Chris Gainey

I had the good luck to participate in ArtSong Lab twice and experience the thrill of having my words turned into music for classical voice and piano. The Vancouver-based program coordinated by Ray Hsu, Michael Parks and Alison D’Amato unites composers with poets to further the development of the genre. My playtime with Christopher Gainey began when he set one of my poems, “Sea Fugue”, as a song cycle. He also participated in a UBC composers’ collaborative effort to set a poem of mine, “Confluence”, (now in serpentine loop as “Circle”). He also set another poem, “Tokay Blanket”, as a bluegrass banjo piece.

Tokay Blanket

Catching the west-bound 
tonight and the plan is to get comfortable, warm,
buzzed. Going to turn it on and let it pour
through me until I’m gone. Unbottling
for good. Getting burnt, skinned, pissed.
Living these remainder hours loose,
tight, loaded, warped, bent, blind,
blotto. Boiled-as-an-owl,
bombed. I’ve been ruining this unloved
structure and rebuilding it for the short haul
since I was 16. Shaking it down with nightcaps,
twenty-sixers, my friend Micky.

It’s how I steady the level of the reservoir,
make tremours pass like a train on the trestle.
Food is out. Wine is out. I want only spirits,

to become buttered, fried, pickled and juiced.
Stewed and sauced – red-faced and hopped up;
crocked. Cut, cooked. Pour, I tell her.

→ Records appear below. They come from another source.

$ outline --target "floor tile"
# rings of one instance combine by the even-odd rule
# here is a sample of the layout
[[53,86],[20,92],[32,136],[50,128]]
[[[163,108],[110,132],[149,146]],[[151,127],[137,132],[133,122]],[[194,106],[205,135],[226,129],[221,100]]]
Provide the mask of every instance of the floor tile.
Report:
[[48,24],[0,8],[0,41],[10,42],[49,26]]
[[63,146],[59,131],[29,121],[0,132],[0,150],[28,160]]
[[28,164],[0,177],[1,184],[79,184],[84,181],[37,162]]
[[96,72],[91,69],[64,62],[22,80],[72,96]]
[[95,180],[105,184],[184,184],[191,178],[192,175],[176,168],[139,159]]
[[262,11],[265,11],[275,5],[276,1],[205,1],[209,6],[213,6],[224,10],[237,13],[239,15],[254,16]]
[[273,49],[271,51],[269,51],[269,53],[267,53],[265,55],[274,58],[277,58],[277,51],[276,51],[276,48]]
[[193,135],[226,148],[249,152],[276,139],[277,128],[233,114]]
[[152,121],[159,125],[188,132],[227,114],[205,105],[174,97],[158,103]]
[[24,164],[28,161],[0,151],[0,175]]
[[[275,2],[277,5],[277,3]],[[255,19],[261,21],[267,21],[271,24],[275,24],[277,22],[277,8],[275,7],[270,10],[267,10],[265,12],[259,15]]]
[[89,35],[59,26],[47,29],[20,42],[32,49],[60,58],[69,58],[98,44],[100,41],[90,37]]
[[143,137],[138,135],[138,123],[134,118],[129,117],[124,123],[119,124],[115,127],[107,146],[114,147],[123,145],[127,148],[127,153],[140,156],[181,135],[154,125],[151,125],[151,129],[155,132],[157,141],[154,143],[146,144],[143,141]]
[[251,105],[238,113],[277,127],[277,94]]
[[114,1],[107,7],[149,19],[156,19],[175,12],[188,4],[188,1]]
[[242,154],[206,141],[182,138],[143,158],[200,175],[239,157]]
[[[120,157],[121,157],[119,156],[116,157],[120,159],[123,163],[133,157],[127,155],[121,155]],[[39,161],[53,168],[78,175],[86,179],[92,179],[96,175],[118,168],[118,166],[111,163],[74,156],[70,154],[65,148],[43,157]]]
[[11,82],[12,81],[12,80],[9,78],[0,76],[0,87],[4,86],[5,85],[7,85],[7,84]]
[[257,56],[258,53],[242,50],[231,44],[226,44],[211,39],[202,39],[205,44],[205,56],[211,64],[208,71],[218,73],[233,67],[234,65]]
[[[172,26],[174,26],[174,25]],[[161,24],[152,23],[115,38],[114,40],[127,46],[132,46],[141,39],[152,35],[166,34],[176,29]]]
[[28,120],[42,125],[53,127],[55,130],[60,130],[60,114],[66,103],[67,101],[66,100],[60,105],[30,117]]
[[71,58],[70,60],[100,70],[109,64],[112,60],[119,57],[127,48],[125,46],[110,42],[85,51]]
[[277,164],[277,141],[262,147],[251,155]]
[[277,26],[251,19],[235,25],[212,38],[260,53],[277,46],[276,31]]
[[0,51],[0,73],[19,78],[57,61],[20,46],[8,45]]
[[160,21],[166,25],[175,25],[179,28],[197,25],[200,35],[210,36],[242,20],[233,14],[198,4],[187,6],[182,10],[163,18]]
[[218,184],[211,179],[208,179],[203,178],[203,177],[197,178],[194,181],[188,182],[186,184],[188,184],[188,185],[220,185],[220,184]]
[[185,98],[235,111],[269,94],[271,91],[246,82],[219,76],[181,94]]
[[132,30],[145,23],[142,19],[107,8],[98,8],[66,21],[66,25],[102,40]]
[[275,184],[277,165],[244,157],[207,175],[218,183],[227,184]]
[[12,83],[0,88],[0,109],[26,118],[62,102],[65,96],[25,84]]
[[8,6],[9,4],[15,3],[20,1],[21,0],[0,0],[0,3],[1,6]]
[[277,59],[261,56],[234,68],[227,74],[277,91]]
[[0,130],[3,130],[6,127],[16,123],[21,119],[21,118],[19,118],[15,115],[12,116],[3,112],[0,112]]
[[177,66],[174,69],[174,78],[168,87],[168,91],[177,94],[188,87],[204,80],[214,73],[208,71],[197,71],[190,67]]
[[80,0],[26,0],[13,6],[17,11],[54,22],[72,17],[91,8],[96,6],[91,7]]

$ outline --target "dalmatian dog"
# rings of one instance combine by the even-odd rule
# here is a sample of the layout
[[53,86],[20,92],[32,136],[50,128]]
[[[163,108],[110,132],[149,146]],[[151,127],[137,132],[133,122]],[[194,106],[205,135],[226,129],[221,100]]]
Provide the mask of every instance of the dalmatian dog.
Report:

Keep it coming.
Get me dipso, destroyed. Legless, looped,
hammered and plastered, ploughed,
ripped, shickered. I build myself back towards a normal
as empty as my glass. The liver quits, the kidneys
say the Hail Mary but the heart continues.
The heart’s the only one
who hasn’t heard this is last call. I push my mouth
against the sleeve of the last shirt, a cotton stopper,
try to keep focused on the mouth’s work, which is
to bring it in and stay silent. This is no way to go out
but I made a home on these rails long ago. Sloshed
is the only thing feeling familiar. I don’t listen
to the whistle blow, or worry for the kids. I’m busy
decorating the mahogany with a record
of what finished me off. I’m out.

“Tokay blanket” is a term used in the 1890s for drinking alcohol to stay warm. “Catching the Westbound,” is a term for dying. “Decorating the mahogany,” refers to lining up empty bottles along the bar. 

Chris created a four piece string piece for serpentine loop and had it recorded by members of the Iowa New Music Ensemble. I adore it. At the Dorchester, MA book launch in Oct 2016 an entire rink full of people skated to it. It has also been interesting to read the poems over the music and consider the layers of meaning created that way.